"Gimana sih caranya jadi orang jelek?"
Ghea yang tengah mencoba lipstik baru sampai kaget dan menyebabkan hidungnya tercoret lipstik. Anin sampai menyemburkan air yang baru diminumnya. Keduanya menoleh pada Kara yang kini melamun.
"Waras nggak sih dia?" celetuk Anin bersama raut datar khasnya.
Ghea menarik beberapa lembar tisu dan membersihkan hidungnya. "Orang mah pengen cantik. Lah, ini pengen jelek. Nggak bersyukur itu namanya. Biarin, gue bilangin Mas Juna. MAS JUN—hmmppp...."

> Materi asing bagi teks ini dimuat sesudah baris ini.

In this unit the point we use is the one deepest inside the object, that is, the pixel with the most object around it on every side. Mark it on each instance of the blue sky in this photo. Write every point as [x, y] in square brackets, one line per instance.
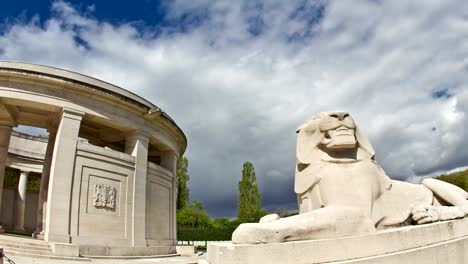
[146, 11]
[240, 76]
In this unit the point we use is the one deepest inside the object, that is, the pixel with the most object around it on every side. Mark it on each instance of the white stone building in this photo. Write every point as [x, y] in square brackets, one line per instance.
[108, 168]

Anin hanya melirik tanpa mau memisahkan Kara dan Ghea yang sedang bergulat adu kewarasan.
"Diem ah lu. Mas Juna lagi bobo," kata Kara, menepuk-nepuk telapak tangan seolah baru saja memegang debu.

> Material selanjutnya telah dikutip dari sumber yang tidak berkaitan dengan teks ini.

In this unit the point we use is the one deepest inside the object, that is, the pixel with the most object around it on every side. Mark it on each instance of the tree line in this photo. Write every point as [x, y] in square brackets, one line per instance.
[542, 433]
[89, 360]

Mereka berada di rumah Kara malam ini. Ghea dan Anin berniat menginap di sana.
"Ya gimana, ya ... cape gue tuh tiap ke mana-mana ketemu cewek yang nuduh gue menelin cowoknya," gerutu Kara sambil meremas bantal. "Padahal mah gue diem aja. Cowok mereka tuh yang ganjen ke gue. Nggak gue respon juga."
"Sekalian aja lo beneran menelin cowok mereka biar mereka tambah panas," celetuk Anin enteng yang langsung membuat Kara membulatkan mata.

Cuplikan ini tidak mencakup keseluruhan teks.